The Jackson Free Press recently submitted an information request to the city of Jackson for some fairly modest figures. We asked for the ratio of the number of police cars to the number of working police cars the city owned. We also asked for the most recent major crime figures at the time (figures that should already conceivably exist for the benefit of precinct commanders), and we asked for JPD's fuel expenditures for 2005 through 2008.
We got back three pages of mostly blank space: one page contained a four-line paragraph; one contained a list of four numbers; and the last contained a list of six numbers. One of the numbers on the last page proved wrong, according to other media sources, so we didn't bank too much on the rest of them.
The city charged us $33.75 for that piece of work. Moments later, though, we found that the city has nothing on the Secretary of State's office.
The JFP submitted another information request for copies of executive orders for pardons by Govs. Kirk Fordice, Ronnie Musgrove and Haley Barbour. To provide that public information, the SOS said they'd charge us $1 per page for paper, amounting to $59. They'll also charge us $48 for administrative costs ($6 per hour for two interns to pull the orders from books) and another $56 to get salaried lawyers to approve the information, which was already released to the public and, therefore, public knowledge.
The $160 fee is clearly punitive. We're not even going to ask why the state won't accept cash, credit or debit cards or personal checks for the information. Money orders, or certified or corporate checks, if you please.
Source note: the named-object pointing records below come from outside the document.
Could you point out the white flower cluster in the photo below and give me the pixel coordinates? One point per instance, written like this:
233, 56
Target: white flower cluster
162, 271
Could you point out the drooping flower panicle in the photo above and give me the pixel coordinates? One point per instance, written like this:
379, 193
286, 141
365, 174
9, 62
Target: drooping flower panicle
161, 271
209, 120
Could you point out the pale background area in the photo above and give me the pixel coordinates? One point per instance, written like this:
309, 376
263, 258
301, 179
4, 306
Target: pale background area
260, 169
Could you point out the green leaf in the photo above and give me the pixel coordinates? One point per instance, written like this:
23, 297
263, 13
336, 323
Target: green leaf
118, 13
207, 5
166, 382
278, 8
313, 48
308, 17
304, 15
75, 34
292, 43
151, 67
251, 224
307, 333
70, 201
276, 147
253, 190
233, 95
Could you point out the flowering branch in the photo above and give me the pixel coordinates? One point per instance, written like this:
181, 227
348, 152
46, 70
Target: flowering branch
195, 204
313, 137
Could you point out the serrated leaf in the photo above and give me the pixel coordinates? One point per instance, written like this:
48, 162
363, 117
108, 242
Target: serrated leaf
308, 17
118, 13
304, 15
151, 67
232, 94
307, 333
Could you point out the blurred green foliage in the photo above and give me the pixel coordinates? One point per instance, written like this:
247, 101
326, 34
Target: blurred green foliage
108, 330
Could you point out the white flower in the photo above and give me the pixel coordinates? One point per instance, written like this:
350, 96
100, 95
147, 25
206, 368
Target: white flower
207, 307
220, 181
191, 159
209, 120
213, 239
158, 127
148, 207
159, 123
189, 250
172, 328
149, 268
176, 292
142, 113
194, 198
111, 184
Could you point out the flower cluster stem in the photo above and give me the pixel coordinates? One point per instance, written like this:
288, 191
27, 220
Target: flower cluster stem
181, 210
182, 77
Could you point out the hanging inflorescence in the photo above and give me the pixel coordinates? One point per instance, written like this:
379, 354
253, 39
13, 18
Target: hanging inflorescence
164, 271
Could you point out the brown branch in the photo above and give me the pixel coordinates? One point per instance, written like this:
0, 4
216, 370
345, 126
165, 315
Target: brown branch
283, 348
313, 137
Pfeh.
Getting information out of the state government in Mississippi has rarely been easy. Ours is a government designed to protect those in power, to safeguard Jim Crow-era policies that appear downright barbaric to outsiders. It was never intended to be a system of checks and balancesunless of course, it means corporate surrogates in government putting the check on lawyers and regulation.
It's time for Mississippi government, both local and state, to step up and be a government of the people. In case you didn't know: The media qualifies on every count as the ears and eyes of "the people." We wouldn't have our jobs if people didn't value our information about the government, and right now, our information is telling them that you have something to hide.
Punishing the Jackson Free Press for requesting public information will only make us more determined to pry it out of officials with backward ideas.